Charmed PostgreSQL K8s Explanations - Security

Security hardening guide

This document provides an overview of security features and guidance for hardening the security of Charmed PostgreSQL K8s deployments, including setting up and managing a secure environment.

Environment

The environment where Charmed PostgreSQL K8s operates can be divided into two components:

  1. Kubernetes
  2. Juju

Kubernetes

Charmed PostgreSQL K8s can be deployed on top of several Kubernetes distributions. The following table provides references for the security documentation for the main supported cloud platforms.

Juju

Juju is the component responsible for orchestrating the entire lifecycle, from deployment to Day 2 operations. For more information on Juju security hardening, see the Juju security page and the How to harden your deployment guide.

Cloud credentials

When configuring cloud credentials to be used with Juju, ensure that users have the correct permissions to operate at the required level on the Kubernetes cluster. Juju superusers responsible for bootstrapping and managing controllers require elevated permissions to manage several kinds of resources. For this reason, the K8s user for bootstrapping and managing the deployments should have full permissions, such as:

  • create, delete, patch, and list:
    • namespaces
    • services
    • deployments
    • stateful sets
    • pods
    • PVCs

In general, it is common practice to run Juju using the admin role of K8s, to have full permissions on the Kubernetes cluster.

Juju users

It is very important that Juju users are set up with minimal permissions depending on the scope of their operations. Please refer to the User access levels documentation for more information on the access levels and corresponding abilities.

Juju user credentials must be stored securely and rotated regularly to limit the chances of unauthorized access due to credentials leakage.

Applications

In the following sections, we provide guidance on how to harden your deployment using:

  1. Base images
  2. Charmed operator security upgrades
  3. Encryption
  4. Authentication
  5. Monitoring and auditing

Base images

Charmed PostgreSQL K8s and Charmed PgBouncer K8s run on top of rockcraft-based images shipping the PostgreSQL and PgBouncer distribution binaries built by Canonical. These images (rocks) are available in a GitHub registry for PostgreSQL and PgBouncer respectively. Both images are based on Ubuntu 22.04.

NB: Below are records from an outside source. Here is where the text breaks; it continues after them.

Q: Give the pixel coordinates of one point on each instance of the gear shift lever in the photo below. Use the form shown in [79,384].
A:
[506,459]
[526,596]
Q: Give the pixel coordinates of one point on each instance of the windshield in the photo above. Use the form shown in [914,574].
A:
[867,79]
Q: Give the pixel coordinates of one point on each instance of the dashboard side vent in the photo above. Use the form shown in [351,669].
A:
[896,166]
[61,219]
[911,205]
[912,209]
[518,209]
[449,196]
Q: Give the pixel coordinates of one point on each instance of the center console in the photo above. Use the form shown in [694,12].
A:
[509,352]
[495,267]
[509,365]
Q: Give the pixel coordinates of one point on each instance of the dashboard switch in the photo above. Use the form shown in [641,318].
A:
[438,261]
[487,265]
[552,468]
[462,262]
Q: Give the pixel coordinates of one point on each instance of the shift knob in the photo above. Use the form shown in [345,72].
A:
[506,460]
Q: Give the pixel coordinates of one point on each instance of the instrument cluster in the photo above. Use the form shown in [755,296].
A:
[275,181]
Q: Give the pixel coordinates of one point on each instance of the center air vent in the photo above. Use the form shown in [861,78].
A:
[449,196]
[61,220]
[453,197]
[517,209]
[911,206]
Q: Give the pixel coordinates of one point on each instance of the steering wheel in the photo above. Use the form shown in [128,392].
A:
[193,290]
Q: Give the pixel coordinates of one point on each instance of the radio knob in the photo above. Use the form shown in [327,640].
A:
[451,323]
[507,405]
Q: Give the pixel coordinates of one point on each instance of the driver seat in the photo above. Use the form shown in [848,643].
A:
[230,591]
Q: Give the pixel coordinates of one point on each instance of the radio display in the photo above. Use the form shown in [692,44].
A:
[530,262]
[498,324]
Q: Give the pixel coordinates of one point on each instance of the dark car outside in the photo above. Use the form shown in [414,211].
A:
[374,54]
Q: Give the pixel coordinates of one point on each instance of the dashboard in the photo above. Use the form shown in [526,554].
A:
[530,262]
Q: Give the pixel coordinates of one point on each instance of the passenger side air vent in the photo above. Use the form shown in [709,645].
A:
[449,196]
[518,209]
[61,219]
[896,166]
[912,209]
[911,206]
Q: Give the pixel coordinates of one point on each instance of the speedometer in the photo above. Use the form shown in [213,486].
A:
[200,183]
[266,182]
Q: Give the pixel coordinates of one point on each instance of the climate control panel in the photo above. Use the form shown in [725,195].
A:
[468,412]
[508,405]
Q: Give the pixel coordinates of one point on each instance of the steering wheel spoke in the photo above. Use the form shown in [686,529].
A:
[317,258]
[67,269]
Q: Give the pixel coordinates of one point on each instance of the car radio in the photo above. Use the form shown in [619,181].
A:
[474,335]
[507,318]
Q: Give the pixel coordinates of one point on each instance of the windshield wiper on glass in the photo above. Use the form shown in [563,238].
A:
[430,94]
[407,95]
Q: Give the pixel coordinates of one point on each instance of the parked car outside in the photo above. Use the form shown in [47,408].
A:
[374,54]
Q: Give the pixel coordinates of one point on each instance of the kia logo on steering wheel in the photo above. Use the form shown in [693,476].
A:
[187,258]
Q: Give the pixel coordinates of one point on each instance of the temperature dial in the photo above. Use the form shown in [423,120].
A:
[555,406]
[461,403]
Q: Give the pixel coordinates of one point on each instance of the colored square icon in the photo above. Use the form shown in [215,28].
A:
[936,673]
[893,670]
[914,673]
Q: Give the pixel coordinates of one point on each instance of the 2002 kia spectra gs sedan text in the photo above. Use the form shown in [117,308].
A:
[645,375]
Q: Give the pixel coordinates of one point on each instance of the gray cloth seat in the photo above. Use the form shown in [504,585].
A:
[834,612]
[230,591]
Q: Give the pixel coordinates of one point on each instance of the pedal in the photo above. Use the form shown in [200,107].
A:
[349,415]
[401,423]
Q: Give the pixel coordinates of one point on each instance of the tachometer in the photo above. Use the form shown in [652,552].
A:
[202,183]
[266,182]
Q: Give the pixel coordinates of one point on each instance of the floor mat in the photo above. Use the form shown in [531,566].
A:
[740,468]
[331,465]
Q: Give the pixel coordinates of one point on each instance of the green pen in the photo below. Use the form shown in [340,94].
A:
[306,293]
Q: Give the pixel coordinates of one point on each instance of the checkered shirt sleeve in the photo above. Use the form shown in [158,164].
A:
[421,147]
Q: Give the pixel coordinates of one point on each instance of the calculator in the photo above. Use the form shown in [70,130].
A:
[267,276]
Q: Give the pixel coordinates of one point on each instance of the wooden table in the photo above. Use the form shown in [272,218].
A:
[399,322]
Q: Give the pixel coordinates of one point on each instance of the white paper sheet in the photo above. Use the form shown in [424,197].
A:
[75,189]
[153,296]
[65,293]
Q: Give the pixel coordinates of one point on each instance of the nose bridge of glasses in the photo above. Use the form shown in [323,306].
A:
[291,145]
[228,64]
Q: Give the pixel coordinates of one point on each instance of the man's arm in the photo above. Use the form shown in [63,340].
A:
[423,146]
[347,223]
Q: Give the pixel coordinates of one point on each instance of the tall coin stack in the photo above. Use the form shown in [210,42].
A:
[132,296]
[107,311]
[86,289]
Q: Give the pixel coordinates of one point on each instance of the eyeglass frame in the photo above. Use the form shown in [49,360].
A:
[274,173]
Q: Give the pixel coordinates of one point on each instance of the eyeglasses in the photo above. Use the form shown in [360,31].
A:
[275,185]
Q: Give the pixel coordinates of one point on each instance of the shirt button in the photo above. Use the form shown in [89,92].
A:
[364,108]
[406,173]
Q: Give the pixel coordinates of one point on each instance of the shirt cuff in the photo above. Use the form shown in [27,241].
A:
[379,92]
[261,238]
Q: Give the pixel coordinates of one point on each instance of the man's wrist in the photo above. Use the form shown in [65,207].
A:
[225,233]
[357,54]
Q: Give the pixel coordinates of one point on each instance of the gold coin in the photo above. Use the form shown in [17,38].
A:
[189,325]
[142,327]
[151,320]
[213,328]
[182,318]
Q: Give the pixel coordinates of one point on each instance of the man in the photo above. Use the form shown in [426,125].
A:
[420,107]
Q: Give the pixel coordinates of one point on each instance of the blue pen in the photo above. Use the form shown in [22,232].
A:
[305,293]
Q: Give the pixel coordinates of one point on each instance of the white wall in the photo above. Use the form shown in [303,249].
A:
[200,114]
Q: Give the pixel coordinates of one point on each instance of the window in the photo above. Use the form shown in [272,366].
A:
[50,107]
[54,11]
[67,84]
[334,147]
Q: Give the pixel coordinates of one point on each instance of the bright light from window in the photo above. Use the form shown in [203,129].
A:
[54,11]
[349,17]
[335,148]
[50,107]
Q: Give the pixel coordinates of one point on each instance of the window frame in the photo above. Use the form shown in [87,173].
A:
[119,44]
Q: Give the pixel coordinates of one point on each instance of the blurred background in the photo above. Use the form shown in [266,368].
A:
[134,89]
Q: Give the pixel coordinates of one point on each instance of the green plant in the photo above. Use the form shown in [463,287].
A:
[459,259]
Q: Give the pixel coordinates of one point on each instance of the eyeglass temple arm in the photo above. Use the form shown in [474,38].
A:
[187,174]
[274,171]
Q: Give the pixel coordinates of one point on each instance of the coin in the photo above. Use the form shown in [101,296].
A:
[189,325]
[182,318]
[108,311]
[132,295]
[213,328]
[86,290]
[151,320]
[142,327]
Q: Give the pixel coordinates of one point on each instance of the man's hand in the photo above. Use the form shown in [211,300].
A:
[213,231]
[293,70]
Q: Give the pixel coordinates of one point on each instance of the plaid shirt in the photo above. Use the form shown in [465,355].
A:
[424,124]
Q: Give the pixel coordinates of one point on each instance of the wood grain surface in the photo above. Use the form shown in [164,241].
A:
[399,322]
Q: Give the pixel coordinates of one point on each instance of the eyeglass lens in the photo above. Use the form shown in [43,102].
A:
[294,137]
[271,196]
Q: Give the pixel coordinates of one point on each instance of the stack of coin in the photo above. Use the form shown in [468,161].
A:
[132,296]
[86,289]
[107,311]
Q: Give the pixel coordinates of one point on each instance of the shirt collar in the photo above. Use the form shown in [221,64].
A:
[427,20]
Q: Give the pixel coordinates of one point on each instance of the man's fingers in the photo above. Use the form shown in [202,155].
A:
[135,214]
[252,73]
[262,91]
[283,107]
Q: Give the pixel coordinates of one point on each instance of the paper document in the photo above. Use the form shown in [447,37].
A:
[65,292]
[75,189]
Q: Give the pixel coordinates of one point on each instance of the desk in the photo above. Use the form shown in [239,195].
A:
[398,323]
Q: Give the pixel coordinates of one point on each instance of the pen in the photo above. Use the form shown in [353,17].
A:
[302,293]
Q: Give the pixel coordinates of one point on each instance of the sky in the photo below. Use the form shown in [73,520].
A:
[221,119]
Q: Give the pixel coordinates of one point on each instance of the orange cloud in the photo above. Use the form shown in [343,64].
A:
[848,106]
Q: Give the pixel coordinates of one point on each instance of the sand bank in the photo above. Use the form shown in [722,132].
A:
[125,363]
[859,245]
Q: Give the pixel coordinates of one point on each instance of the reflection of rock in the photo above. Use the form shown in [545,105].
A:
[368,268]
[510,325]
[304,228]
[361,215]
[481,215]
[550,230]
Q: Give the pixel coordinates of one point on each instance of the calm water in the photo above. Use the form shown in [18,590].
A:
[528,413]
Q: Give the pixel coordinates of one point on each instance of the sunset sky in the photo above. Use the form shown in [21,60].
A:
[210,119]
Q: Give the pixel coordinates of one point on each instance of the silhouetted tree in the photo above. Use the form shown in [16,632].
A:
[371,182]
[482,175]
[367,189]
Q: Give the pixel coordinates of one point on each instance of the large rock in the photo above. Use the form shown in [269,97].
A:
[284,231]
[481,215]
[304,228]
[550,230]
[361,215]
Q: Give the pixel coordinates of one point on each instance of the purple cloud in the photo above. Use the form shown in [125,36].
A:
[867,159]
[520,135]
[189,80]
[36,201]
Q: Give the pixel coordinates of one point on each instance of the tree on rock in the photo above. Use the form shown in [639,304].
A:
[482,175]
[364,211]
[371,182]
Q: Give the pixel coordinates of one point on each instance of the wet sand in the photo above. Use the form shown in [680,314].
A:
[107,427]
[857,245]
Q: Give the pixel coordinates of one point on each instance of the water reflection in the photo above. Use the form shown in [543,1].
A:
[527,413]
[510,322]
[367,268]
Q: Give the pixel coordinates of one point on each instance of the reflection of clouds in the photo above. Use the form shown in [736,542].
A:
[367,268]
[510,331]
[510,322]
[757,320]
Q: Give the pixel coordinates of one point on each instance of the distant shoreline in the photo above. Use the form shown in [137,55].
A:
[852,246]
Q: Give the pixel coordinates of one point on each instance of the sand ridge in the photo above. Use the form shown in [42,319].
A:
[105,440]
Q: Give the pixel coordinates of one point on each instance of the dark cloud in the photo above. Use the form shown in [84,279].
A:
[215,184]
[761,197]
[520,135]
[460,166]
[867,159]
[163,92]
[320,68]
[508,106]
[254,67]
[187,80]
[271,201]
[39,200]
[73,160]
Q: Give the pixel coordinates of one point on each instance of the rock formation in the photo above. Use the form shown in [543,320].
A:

Charmed operator security upgrades

Charmed PostgreSQL K8s operator and Charmed PgBouncer K8s operator install pinned versions of their respective rocks to provide reproducible and secure environments.

New versions (revisions) of the charmed operators can be released to update the operator’s code, workloads, or both. It is important to refresh the charms regularly to make sure the workloads are as secure as possible.

For more information on upgrading Charmed PostgreSQL K8s, see the How to upgrade PostgreSQL K8s and How to upgrade PgBouncer K8s guides, as well as the respective Release notes for PostgreSQL and PgBouncer.

Encryption

To utilise encryption at transit for all internal and external cluster connections, integrate Charmed PostgreSQL K8s and Charmed PgBouncer K8s with a TLS certificate provider. Please refer to the Charming Security page for more information on how to select the right certificate provider for your use case.

Encryption in transit for backups is provided by the storage service (Charmed PostgreSQL K8s is a client for an S3-compatible storage).

For more information on encryption, see the Cryptography explanation page and How to enable encryption guide.

Authentication

Charmed PostgreSQL K8s supports the password-based scram-sha-256 authentication method for authentication between:

  • External connections to clients
  • Internal connections between members of cluster
  • PgBouncer connections

For more implementation details, see the PostgreSQL documentation.

Monitoring and auditing

Charmed PostgreSQL K8s provides native integration with the Canonical Observability Stack (COS). To reduce the blast radius of infrastructure disruptions, the general recommendation is to deploy COS and the observed application into separate environments, isolated from one another. Refer to the COS production deployments best practices for more information or see the How to guides for PostgreSQL monitoring, alert rules, and tracing for practical instructions.

PostgreSQL logs are stored in /var/log/postgresql within the postgresql container of each unit. It’s recommended to integrate the charm with COS, from where the logs can be easily persisted and queried using Loki/Grafana.

Additional Resources

For details on the cryptography used by Charmed PostgreSQL K8s, see the Cryptography explanation page.